Now that we are sure we are looking at accurate information, what do the percentile lines mean? Those lines follow the average growth curves of average babies. So the most babies follow somewhere around the 50th percentile line. An equal number of babies should follow the 75th percentile line and the 25th percentile lines, and they are still normal growth patterns; those babies just have more chubbiness or thinness, tallness or shortness, in their genes for that period of life. The numbers don't seem to dictate whether the child will be tall or short, and especially not overweight or thin, as adults. The numbers are mostly used just to make sure a child 'picks a line and sticks with it.' Basically, it doesn't matter which percentile line your kiddo is on (so stop gloating, you 90th percentilers!), as long as they stay roughly with that line! Deviating sharply up or down is an indication that something isn't right with how your child is growing, and should look into it more.
So will LPLD affect how your child grows? Hopefully not. Following a child with LPLD's growth percentile line can definitely help reassure you that, despite not getting much fat in their diet, they are still growing appropriately.

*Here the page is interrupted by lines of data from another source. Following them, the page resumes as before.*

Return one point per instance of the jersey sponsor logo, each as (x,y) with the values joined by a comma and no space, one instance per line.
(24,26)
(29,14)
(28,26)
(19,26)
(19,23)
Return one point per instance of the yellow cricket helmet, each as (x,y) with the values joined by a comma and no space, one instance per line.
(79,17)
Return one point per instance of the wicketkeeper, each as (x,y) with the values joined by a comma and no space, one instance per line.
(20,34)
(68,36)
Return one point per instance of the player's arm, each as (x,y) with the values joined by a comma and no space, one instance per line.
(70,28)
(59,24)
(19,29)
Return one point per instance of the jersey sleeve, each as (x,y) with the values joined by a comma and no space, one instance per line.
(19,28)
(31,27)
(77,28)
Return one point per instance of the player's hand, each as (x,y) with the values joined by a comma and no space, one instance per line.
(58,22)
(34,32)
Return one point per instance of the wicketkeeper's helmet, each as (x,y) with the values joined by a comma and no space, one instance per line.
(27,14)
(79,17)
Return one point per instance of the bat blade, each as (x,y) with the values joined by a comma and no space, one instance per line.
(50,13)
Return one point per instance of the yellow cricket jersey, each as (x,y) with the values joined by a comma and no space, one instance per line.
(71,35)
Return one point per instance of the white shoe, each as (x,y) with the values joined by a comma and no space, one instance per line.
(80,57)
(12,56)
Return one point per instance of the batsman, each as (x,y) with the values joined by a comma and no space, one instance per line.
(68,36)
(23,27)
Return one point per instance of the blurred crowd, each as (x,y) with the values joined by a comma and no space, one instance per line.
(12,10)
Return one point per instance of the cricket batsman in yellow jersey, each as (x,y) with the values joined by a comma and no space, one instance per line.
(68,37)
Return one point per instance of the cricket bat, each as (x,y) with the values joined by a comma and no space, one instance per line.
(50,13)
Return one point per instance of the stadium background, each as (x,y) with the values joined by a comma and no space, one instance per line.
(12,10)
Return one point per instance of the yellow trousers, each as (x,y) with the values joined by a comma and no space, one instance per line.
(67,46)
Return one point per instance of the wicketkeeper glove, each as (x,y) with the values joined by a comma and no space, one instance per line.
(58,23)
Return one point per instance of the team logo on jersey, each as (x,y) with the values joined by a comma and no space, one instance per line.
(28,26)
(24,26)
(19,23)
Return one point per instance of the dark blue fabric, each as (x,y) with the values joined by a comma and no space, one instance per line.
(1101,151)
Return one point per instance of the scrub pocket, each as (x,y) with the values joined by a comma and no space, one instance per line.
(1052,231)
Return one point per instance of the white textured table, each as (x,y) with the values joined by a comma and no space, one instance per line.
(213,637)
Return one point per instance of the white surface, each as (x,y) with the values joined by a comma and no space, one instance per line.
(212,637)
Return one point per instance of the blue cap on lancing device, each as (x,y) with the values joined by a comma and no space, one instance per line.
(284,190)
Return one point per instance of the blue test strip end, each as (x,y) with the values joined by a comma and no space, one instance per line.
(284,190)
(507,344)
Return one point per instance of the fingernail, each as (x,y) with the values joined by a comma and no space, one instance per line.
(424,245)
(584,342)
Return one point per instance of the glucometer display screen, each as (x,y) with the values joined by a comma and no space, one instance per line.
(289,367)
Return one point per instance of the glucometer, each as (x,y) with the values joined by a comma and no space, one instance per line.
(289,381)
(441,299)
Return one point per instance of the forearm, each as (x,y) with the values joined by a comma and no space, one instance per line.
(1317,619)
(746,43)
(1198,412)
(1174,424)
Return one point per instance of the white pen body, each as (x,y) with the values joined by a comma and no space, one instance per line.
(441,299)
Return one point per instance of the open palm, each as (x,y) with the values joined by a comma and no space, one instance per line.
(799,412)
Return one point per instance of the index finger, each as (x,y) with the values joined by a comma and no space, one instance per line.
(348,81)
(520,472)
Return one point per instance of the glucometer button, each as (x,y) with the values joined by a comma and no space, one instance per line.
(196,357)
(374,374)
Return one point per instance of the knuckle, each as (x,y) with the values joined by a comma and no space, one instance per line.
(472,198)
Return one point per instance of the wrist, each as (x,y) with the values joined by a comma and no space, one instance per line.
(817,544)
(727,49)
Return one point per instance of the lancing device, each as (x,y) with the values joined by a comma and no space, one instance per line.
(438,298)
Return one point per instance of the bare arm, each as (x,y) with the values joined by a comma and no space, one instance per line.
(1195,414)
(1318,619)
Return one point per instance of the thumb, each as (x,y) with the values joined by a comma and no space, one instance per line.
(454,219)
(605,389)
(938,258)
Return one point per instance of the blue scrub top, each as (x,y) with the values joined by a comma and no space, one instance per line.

Which is nice to hear/read, but hard to take to heart as a parent when you are so worried about your little one.
But in case it helps reassure you, here are my children's weight growth charts. Mostly this is pertinent to compare my kids with LPLD (Teresa and Monica) vs Mary, who got to eat as a baby (and continues to eat to this day) all the ice cream, cheese, and avocado she could want!
|Teresa's age vs weight|
|Mary's age vs weight (no LPLD)|
|Monica's age vs weight|
Even though I didn't know it, I just have rather small children it seems! Nothing to do with LPLD. There was no extreme dip when Monica was diagnosed at around 18 months to two years and we changed her diet drastically. There was no dip when Teresa was diagnosed at 6 months and I switched her to skim breastmilk.
In summary, trust your parental instincts, as well as your child's ability to tell you when they are full. It's hard not to worry about whether your LPLD child is getting enough to eat, I am right there with you. I might well be pulling up this post in the future when I am anxious myself!